AHS reduces time to resolution and improves response times

. For example, AHS’ AI tools learn how normal network behavior appears across its hospitals. It flags anything unusual, such as a device suddenly contacting an external server that it has never contacted. This can lead security teams towards a misconfigured device that could have been exploited had it not been flagged. Henderson said that “these types of misconfigurations led to catastrophic ransomware attacks in other hospital networks.” Henderson pointed out that

a payload could be flagged as potentially suspicious but obfuscated. This means humans would have to try and figure out what it is, and what it does. They can now ask the platform to deobfuscate payloads and determine what attackers were trying to do. It does this in “literally seconds”.

He said that the ability to speak to a computer as if it were a human has changed how people view AI. “Natural Language Processing has been around for many years, but never at this level.

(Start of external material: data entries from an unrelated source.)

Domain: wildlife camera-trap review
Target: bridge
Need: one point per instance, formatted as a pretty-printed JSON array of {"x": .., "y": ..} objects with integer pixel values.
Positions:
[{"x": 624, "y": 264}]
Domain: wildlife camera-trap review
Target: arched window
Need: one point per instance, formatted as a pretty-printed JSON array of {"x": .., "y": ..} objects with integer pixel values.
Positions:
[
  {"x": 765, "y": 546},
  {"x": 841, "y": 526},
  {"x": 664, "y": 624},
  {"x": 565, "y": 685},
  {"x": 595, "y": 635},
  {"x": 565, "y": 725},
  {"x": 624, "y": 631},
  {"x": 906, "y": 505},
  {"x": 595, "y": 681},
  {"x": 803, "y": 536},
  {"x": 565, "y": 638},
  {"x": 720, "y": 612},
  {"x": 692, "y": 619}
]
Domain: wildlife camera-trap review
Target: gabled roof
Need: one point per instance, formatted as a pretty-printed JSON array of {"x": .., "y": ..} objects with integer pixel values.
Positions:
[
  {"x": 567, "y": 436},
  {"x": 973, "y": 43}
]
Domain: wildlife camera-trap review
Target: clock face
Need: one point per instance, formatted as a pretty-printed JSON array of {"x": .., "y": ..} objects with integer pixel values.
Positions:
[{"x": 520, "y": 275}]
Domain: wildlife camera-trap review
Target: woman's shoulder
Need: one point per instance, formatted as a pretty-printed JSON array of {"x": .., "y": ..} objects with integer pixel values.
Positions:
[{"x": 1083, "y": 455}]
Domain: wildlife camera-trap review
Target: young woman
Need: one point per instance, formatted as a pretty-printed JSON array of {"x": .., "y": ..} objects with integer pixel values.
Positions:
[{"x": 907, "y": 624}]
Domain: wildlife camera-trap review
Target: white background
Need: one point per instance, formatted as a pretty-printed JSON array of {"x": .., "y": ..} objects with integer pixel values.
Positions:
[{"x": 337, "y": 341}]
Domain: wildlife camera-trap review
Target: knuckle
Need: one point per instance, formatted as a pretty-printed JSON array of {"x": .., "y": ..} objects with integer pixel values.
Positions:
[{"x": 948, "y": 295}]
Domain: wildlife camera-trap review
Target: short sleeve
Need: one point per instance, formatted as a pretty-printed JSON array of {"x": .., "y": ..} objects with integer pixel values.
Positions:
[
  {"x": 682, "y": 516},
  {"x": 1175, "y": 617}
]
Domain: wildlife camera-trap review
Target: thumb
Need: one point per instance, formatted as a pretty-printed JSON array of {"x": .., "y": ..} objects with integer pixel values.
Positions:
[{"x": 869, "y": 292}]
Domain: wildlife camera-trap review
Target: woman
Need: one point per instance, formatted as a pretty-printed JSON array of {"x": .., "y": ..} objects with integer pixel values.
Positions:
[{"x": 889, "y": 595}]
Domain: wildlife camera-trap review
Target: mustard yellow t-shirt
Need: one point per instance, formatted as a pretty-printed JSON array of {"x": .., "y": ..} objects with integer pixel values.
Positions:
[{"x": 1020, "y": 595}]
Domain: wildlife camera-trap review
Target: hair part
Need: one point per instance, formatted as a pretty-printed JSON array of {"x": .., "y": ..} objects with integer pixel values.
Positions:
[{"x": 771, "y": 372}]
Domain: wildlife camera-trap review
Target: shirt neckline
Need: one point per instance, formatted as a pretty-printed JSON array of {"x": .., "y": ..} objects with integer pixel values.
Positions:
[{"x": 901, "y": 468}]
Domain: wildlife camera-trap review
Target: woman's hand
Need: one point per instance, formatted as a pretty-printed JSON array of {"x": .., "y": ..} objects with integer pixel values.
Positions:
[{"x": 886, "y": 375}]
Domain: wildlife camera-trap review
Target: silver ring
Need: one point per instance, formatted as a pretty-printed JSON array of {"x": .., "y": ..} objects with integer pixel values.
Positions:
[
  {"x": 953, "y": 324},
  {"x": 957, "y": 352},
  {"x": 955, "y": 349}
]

It continues to amaze me just how good it really is.”

AWS was able to reduce the time it takes to resolve incidents and improve its response time. Henderson said that the average response time to high-priority issues is down by more than a quarter compared to last years. Henderson said that AI is helping analysts to understand what’s happening and what the attacker is trying achieve. AI is now a critical component of modern cybersecurity. It’s used for network detection, email filtering, endpoint protection and other cybersecurity functions. “My people save hours a day by using AI tools,” said he.

Securonix’s platform has helped reduce noise, with AHS experiencing a substantial reduction in false positives that reach its junior analysts. This “really helps focus and prevents burnout,” stated Henderson.

Henderson noted that AI is often discussed as a replacement for lower-tier security operations. From his perspective, AI won’t replace junior staff. What it will do is help them to learn faster, do better jobs and protect the enterprise environment.

Education is critical in the face of increased attacks

Because AHS is so large and has many facilities across the province, Henderson’s team must track where the most incidents occur. This will help them determine if a specific geographic region is being targeted. Henderson (19659028) pointed out that Calgary, Edmonton, and other major cities in Alberta are the most populous. It is only natural to assume they would be the target of many attacks. It’s not always true. Smaller rural hospitals are often targeted by threat actors who assume that their defenses are weaker.

AI enables him and his team keep a running dashboard to track where incidents occur in order to plan additional outreach, if necessary. Henderson spends considerable time on the human aspect of security. He teaches AHS’ nurses and physicians about previous attack campaigns to help them understand what to look out for.

If we see an increase in attacks on our rural hospitals, then I will definitely build an educational campaign to say that they are targeting rural hospitals as they believe you’re a more easy target. He explained that these are the kinds of things to look for.